Según Laura, estaba prohibido comentar sobre las relaciones amorosas de Castro. " Se sabía que tenía una amante, una mujer, que vivía con él, pero nunca se veía en los actos públicos". Laura, quien también ha sido periodista de Tribuna de La Habana y de la revista Bohemia, se sorprendio al ver a Delia Soto junto a Castro la semana pasada, cargando al niño Elian. Para Luisa Flores, una ama de casa que vive en la calle Lealtad, en Centro Habana, " si esa señora es la mujer de verdad de Fidel tiene que sentirse muy despreciada, él no la ha presentado públicamente, y eso es una falta de respeto, como todo lo del Caballo".

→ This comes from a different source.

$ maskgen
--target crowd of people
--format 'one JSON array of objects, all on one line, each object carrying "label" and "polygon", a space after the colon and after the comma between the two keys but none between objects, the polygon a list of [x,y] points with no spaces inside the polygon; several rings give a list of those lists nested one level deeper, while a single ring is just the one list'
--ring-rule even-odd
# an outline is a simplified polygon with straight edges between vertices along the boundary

El mito familiar de Castro rodeaba hasta sus mas allegados. Una joven habanera, que no quiso identificarse, narró que su padrastro, quien labora con el equipo del Comandante en Jefe en las operaciones de comunicaciones, en un bunker de La Habana, "nunca hablaba de ella, como si ese tema estuviera prohibido. Ni ellos mismos sabían nada o no querían saber". El mito de las relaciones amorosas llegaba hasta la sofisticación. Salvo su matrimonio con Mirta Díaz-Balart y su hijo Fidelito, los cubanos nunca supieron del matrimonio de Castro con Delia y menos la cantidad de hijos que tiene con ella. Pero todos los cubanos bromeaban con eso de que "el comendante era un semental"

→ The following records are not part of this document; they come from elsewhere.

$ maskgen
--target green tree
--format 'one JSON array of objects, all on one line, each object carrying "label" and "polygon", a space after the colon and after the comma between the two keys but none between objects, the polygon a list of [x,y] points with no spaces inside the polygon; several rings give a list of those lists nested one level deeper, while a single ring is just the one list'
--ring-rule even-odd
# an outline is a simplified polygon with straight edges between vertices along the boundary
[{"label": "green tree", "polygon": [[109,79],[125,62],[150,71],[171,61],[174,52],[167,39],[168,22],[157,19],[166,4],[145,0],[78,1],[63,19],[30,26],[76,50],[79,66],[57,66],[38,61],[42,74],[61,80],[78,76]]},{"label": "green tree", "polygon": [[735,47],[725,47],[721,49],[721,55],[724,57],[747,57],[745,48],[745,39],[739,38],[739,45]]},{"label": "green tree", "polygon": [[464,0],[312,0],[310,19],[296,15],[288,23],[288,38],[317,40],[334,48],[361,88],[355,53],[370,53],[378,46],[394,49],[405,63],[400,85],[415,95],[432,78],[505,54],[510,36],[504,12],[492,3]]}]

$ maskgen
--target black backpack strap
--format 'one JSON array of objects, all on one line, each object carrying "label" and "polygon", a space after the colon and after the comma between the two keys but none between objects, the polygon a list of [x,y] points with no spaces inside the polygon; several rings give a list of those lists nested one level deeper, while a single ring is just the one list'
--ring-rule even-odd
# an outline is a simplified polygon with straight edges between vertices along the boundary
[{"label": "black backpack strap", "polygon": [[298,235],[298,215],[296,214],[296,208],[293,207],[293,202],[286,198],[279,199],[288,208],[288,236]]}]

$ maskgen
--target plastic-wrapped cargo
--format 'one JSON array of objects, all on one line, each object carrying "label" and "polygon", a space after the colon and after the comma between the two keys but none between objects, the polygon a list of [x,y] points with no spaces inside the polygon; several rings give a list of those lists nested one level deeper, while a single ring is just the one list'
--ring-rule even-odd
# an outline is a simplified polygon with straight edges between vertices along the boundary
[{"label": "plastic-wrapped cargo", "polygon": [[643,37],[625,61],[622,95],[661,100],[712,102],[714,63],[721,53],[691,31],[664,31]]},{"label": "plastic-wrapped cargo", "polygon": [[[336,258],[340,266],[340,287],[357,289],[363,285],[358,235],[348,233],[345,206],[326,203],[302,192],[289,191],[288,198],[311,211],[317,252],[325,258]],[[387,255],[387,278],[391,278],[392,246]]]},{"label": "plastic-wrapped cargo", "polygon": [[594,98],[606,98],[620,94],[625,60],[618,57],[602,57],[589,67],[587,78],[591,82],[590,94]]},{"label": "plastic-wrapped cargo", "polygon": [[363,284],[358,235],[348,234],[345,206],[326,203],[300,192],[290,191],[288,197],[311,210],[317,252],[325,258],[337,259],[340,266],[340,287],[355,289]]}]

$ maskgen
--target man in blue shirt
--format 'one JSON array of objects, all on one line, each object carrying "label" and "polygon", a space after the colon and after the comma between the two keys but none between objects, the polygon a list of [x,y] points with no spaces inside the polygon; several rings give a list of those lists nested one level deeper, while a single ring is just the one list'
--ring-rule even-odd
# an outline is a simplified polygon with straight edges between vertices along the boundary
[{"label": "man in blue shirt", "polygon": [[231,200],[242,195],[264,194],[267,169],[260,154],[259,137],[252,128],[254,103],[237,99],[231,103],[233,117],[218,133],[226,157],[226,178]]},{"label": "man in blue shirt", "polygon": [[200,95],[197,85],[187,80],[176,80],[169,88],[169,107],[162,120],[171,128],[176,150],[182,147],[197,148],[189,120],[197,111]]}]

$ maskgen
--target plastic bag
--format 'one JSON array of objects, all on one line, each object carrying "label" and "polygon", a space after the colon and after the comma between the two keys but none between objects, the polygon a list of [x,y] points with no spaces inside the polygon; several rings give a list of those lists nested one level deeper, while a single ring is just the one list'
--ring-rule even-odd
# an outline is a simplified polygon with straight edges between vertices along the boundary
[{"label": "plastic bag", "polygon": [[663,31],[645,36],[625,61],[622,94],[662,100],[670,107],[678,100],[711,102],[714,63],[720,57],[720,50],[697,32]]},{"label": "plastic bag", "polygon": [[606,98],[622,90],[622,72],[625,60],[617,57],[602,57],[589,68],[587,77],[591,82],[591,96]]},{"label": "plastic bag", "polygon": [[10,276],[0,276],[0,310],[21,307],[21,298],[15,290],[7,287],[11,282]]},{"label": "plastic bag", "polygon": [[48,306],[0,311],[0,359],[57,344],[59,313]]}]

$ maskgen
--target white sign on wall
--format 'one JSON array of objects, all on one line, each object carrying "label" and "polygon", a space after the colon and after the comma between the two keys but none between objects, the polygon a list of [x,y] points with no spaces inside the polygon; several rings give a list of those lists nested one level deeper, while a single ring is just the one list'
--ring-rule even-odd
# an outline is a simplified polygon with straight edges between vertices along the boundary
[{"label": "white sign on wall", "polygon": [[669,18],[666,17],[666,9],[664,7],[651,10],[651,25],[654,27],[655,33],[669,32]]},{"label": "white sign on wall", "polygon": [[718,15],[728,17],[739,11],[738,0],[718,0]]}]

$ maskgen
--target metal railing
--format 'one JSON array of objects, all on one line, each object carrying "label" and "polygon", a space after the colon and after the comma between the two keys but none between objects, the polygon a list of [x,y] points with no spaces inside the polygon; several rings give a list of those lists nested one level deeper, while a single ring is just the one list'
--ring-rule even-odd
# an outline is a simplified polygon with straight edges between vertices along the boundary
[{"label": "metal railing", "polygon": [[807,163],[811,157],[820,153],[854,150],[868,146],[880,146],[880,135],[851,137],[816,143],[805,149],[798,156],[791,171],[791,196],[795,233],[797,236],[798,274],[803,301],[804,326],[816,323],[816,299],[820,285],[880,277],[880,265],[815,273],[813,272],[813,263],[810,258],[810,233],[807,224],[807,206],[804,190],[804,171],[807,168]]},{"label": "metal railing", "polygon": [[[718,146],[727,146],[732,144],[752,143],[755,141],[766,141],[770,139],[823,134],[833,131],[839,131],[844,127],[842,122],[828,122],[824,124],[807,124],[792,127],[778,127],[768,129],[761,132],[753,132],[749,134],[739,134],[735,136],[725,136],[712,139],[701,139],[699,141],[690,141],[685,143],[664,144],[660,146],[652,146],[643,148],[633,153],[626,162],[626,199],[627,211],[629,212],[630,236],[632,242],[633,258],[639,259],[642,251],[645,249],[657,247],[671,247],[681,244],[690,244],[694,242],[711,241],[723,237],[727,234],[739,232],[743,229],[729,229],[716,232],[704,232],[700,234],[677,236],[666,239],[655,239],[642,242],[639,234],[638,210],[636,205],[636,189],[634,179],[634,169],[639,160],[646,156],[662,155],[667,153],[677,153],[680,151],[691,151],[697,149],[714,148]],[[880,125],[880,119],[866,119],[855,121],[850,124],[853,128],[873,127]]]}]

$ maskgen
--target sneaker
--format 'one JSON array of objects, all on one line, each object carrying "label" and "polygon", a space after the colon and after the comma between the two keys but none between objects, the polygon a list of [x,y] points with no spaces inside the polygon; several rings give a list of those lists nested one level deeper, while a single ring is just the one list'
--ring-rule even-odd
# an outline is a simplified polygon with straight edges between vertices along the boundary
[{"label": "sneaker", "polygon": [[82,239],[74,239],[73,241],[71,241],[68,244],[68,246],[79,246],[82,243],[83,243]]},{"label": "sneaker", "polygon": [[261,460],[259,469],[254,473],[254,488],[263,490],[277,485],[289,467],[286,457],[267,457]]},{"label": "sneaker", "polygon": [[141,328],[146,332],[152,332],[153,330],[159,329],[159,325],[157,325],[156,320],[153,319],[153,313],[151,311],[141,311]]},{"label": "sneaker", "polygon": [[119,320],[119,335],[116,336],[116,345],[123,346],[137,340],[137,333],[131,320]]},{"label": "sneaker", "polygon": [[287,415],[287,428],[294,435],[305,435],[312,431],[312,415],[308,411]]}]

Después de Mirta se decía que la única mujer públicamente cercana a Castro era Celia Sánchez Manduley, una guerrillera que, al parecer, era la única que le "halaba las orejas" y se ocupaba de sus cosas íntimas.En las actividades oficiales, algunas veces lo compañaba su cuñada Vilma Espín, la presidenta de la Federación de Mujeres de Cuba..Tal parecía que estaba soltero. Pero no, a finales de los años sesenta ya estaba casado con la maestra Delio Soto. José Mendizabal, un abogado del Cerro, cuanta a Carta de Cuba que en los años sesenta Castro llegó a una movilización para recoger papas, en Güines, y se bajó del jeepy con una joven rubia, grande, que hablaba inglés. "Allí estuvo un rato, sateando con la rubia, y se metío en un magal, y la escolta no dejó pasar a nadie. Todo el mundo comentaba que Fidel se estaba "bailando" a la americana.

En general, a Castro le importaba muy poco que supieran de su familia. Era la muestra de su poder total. ¿ por qué ese cambio?

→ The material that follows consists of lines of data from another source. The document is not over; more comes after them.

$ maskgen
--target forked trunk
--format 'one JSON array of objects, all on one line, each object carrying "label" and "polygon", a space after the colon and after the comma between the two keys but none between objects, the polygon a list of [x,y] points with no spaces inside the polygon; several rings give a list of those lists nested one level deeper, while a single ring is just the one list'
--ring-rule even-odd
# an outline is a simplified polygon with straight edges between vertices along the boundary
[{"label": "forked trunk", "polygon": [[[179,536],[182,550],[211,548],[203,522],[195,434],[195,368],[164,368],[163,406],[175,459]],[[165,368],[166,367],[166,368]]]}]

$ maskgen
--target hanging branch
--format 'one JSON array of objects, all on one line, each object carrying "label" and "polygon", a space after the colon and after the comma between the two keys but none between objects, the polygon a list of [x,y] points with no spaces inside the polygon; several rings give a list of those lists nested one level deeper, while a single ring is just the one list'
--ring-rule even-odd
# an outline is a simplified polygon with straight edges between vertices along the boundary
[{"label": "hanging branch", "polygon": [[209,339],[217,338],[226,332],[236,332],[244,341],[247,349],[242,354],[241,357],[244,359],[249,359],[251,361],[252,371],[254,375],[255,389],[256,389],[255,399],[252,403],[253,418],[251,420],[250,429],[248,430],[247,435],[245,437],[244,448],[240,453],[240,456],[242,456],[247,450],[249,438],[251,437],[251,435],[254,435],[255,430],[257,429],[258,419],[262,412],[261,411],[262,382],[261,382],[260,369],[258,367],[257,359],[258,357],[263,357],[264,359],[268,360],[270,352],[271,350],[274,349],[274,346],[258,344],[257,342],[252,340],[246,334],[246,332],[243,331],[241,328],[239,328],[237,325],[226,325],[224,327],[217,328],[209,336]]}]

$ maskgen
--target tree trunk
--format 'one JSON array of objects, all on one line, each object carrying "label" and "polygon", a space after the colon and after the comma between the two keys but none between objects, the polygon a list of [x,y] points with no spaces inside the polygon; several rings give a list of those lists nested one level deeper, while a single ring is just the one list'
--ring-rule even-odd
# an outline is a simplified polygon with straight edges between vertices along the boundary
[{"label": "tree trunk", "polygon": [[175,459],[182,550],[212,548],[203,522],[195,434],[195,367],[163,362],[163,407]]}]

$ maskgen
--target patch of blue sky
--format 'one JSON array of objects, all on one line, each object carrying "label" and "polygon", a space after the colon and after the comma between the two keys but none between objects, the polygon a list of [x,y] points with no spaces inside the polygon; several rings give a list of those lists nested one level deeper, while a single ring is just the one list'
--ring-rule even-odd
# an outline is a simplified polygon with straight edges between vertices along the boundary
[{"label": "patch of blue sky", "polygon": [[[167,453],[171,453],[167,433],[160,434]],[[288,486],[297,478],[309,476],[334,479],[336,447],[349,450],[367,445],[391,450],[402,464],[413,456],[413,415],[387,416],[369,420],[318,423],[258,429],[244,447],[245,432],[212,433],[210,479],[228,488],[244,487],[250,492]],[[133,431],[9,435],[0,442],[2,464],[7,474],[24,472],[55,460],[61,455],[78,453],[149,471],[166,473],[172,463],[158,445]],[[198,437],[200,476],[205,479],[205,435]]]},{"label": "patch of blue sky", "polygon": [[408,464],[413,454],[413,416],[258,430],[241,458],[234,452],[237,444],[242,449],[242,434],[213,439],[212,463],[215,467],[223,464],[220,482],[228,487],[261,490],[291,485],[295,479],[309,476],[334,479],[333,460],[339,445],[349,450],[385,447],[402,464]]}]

José Machado, profesor de matemáticas indica que " ahora él necesita, como todo anciano, el apoyo de su familia. Eso es una muestra que se siente viejo, acabado".

"Yo no creo que fuera casual mostrar a su mujer, eso estaba preparado, a lo mejor ahora la nombran en un cargo importante", señala Roberto, un profesor de la Universidad de La Habana.

Lo mas significativo de todo es que en la prensa cubana no salió el nombre de Delia Soto.Como si el tabú siguiera siendo eso un tabú.